Williams manteneva un’andatura regolare, senza affrettarsi: era il prototipo del vecchio ancora diritto e vigoroso, i capelli candidi scintillanti al sole, un coltello da caccia alla cintura, un vecchio Winchester 30.30 appeso di traverso alla schiena — anche se ormai dubitava che ce ne fosse ancora bisogno. Non erano le uniche persone rimaste al mondo, lo sapeva (per quanto a volte sembrasse proprio così) ma questa regione era stata evacuata anni fa, e da quando lui e John erano tornati da queste parti nel loro lungo viaggio dal sud, non avevano incontrato anima viva. Qui nessuno li avrebbe trovati.

Ora lungo la strada c’erano tracce di costruzioni, tutto quello che era rimasto di una cittadina di campagna: la sagoma carbonizzata delle travi di un tetto ricoperta di erbacce; fondamenta di pietra scoperchiate come fossero bastioni per nani; una tubatura d’acqua distrutta ricoperta di ragnatele; un distributore di gas fracassato abitato da uccelli e roditori. Presero una strada secondaria con fondo di ghiaia, oltrepassando i resti bruciati di un’altra stazione di servizio ed un casotto decrepito pieno di rifiuti trasportati dal vento. In alto un semaforo arrugginito dondolava appeso a un filo ricurvo. Qualcuno aveva legato una grossa insegna stregonesca nera e arancione su un lato del semaforo, e sull’altro lato, che puntava fuori dalla città verso il mondo ostile, c’era il simbolo del malocchio, dipinto in un bel rosso vivo su fondo bianco. Le cose erano diventate molto strane durante gli Ultimi Giorni.

Ora Williams aveva qualche problema a mantenere l’andatura di John, che procedeva con passo spedito, e decise che era ora di lasciargli portare le borse. John le sollevò senza sforzo, rivolgendo a Williams uno smagliante sorriso che gli scoprì una fila di denti bianchi e robusti, e si mise in cammino verso il campo salendo l’ultimo pendio, inerpicandosi sulla collina con le sue lunghe gambe ad un ritmo che Williams era incapace di sostenere.
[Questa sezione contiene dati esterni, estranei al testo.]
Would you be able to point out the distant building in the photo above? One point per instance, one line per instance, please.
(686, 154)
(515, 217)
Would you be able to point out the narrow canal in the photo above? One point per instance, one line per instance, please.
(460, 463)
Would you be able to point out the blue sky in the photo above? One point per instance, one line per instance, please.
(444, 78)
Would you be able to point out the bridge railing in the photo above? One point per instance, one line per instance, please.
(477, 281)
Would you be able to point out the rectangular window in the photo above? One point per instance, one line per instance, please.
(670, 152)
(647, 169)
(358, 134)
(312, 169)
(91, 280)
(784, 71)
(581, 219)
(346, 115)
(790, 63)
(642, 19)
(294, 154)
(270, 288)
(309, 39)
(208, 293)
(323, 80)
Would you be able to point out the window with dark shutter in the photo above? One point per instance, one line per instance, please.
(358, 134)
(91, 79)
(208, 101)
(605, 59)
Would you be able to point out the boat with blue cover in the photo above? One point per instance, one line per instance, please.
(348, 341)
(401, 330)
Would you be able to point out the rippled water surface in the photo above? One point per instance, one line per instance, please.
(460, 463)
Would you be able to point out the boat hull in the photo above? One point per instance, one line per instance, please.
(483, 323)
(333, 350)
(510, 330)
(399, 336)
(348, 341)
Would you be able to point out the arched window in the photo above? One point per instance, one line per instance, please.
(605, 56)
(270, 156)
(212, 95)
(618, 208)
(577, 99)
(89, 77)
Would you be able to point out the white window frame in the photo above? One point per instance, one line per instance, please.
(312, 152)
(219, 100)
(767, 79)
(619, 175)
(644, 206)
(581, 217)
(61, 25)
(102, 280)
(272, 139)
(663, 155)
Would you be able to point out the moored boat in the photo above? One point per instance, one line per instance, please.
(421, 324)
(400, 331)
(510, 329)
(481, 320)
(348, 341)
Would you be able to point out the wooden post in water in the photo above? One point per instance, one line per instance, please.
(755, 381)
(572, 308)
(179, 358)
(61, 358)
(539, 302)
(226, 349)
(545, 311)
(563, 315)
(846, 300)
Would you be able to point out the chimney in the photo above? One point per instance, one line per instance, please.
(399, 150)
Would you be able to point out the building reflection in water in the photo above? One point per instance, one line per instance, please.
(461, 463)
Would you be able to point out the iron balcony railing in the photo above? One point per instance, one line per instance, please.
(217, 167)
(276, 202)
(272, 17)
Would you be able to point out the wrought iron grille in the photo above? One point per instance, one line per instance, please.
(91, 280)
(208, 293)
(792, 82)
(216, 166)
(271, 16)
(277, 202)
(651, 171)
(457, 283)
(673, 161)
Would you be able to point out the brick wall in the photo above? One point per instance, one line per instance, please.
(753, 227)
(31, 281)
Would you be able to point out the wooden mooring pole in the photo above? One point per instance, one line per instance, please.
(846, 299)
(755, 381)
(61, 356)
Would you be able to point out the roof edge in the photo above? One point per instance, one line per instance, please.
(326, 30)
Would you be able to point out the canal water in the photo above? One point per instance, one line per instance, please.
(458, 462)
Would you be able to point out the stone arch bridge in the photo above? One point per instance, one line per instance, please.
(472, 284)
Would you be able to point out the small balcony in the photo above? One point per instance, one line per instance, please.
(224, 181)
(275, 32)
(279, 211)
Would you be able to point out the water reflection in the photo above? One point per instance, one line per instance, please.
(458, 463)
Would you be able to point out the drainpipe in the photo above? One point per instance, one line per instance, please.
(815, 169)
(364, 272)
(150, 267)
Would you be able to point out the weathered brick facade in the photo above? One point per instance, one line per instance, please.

Williams imprecò benevolmente; John rise e si fermò ad aspettarlo in cima alla salita.

Il loro campo era sistemato ben lontano dalla strada, in cima ad un dirupo proprio sopra un piccolo fiume. Una volta là c’era stato un ristorante, ed un angolo dell’edificio era ancora in piedi, due pareti e parte del tetto che necessitavano soltanto di un telone impermeabile teso davanti al lato aperto per costituire un riparo ragionevolmente comodo. Avrebbero dovuto trovare qualcosa di meglio per l’inverno, naturalmente, ma tutto sommato era accettabile per il mese di luglio; inoltre era ben nascosto e vicino ad un corso d’acqua.